A primeira síntese dos principais aspetos da execução orçamental do ano de 2019 em contabilidade pública revela-nos alguns dados muito curiosos:
Há uma sub-execução do investimento público de 1.230 M€ do investimento orçamentado, ou seja, mais de mil milhões de euros que ficaram por utilizar quando na discussão do OE2019 foram usados como trunfos da estratégia política.

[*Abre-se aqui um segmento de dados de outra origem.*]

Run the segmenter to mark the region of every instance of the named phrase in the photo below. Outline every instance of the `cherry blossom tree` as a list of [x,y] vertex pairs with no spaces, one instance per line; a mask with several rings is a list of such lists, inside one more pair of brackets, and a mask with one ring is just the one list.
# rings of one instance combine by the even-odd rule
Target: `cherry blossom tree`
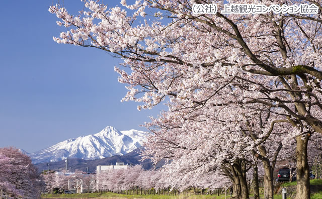
[[42,173],[42,177],[46,185],[45,191],[52,193],[54,188],[55,188],[56,173],[54,171],[48,171],[48,172]]
[[0,148],[1,194],[15,198],[40,198],[42,185],[29,156],[13,147]]
[[[54,40],[58,43],[96,48],[122,57],[124,63],[121,65],[132,71],[129,74],[115,68],[121,75],[119,81],[128,84],[129,92],[123,100],[142,103],[138,109],[151,108],[167,99],[168,111],[174,113],[171,119],[176,118],[177,111],[187,110],[187,114],[195,113],[195,116],[201,116],[196,119],[206,121],[196,120],[195,127],[190,130],[171,131],[173,134],[169,134],[168,140],[180,140],[184,145],[202,144],[204,147],[212,149],[206,151],[233,157],[230,161],[239,161],[236,153],[240,153],[245,147],[245,152],[239,155],[243,159],[257,144],[254,139],[243,135],[242,125],[236,125],[246,114],[241,107],[247,105],[263,110],[261,107],[265,106],[266,113],[273,115],[268,126],[281,120],[292,127],[288,134],[296,141],[296,198],[309,198],[308,140],[312,134],[322,133],[320,1],[274,2],[278,5],[313,4],[318,12],[310,15],[272,12],[225,15],[220,12],[215,15],[195,15],[192,7],[197,1],[145,0],[127,5],[122,0],[123,6],[134,11],[129,14],[119,7],[108,10],[98,2],[84,2],[88,10],[76,16],[59,6],[50,8],[49,11],[61,19],[57,24],[69,30]],[[272,4],[260,0],[229,3]],[[223,4],[222,1],[217,3],[218,10],[223,10]],[[147,14],[151,10],[155,11],[155,14]],[[217,117],[219,114],[231,118]],[[178,114],[176,121],[182,115]],[[226,120],[221,120],[223,118]],[[250,120],[247,117],[246,120]],[[210,132],[209,128],[216,129],[216,133],[206,141],[202,140],[204,143],[196,141],[195,131],[198,130],[199,137],[205,138]],[[227,138],[229,131],[230,137]],[[225,136],[214,136],[223,132]],[[267,132],[260,133],[257,136],[261,140]],[[176,136],[192,140],[176,140]],[[243,144],[230,145],[242,139],[245,139]],[[172,142],[183,148],[181,142]],[[224,146],[220,151],[213,153],[212,151],[220,143],[233,150],[226,153]],[[249,144],[246,146],[245,143]],[[202,147],[198,147],[198,151],[192,145],[190,150],[199,151],[203,156]],[[160,149],[154,153],[165,154]],[[183,153],[187,150],[176,151]],[[259,158],[265,157],[265,153],[258,152]],[[194,153],[198,156],[197,152]],[[262,158],[264,167],[271,170],[274,164],[270,160],[269,163],[267,158]],[[222,163],[223,159],[219,158],[216,166]]]

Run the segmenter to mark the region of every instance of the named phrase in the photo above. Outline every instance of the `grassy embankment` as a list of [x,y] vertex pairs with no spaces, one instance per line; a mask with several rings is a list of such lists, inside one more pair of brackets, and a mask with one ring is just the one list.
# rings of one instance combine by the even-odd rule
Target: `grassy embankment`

Mas ficaram na gaveta.
O Serviço Nacional de Saúde recebeu do Estado, em 2019, 10.090,8 M€, mais 135 M€ do que se prevê para 2020, ou seja, ao contrário do anunciado aumento de 800 milhões de euros há sim uma redução de meios financeiros no horizonte, e não um aumento, como se apregoa.
Por outro lado, esta não execução escondida permite um saldo global das administrações públicas em 2019 com um défice de -599 Milhões de Euros (M€), o que significa: uma melhoria de 1.643 M€ face a 2018 e uma melhoria de 1.594 M€ face ao valor projetado no OE 2019 e uma melhoria de 508 M€ face à estimativa de execução de 2019 contida no ROE2020.
Isto significa que o ponto de partida do OE 2020 em contabilidade nacional fica assim completamente desatualizado e isso é perigoso porque é a partir daí que se programa o ano de 2020.
Mas e o que explica um desempenho tão surpreendentemente positivo em relação ao orçamento inicial (recordamos: um desvio favorável de nada menos que 1.594 M€)?
É muito simples:
– A despesa cresce apenas 2,3%, quando estava previsto um crescimento de 6,3% – um desvio enorme, de 4 pontos percentuais.
– O governo executou -3.483 M€ de despesa do que orçamentou.
– De longe, mas de muito, muito, muito longe o maior desvio na execução da despesa foi na despesa de investimento: ficou por executar uma quantidade recorde de investimento; ficaram na gaveta nada menos que 1.230 M€ em contabilidade pública.
– É possível explicar 77%, quer dizer, mais de 3 quartos da melhoria do saldo em relação ao orçamentado com a não realização da despesa de investimento.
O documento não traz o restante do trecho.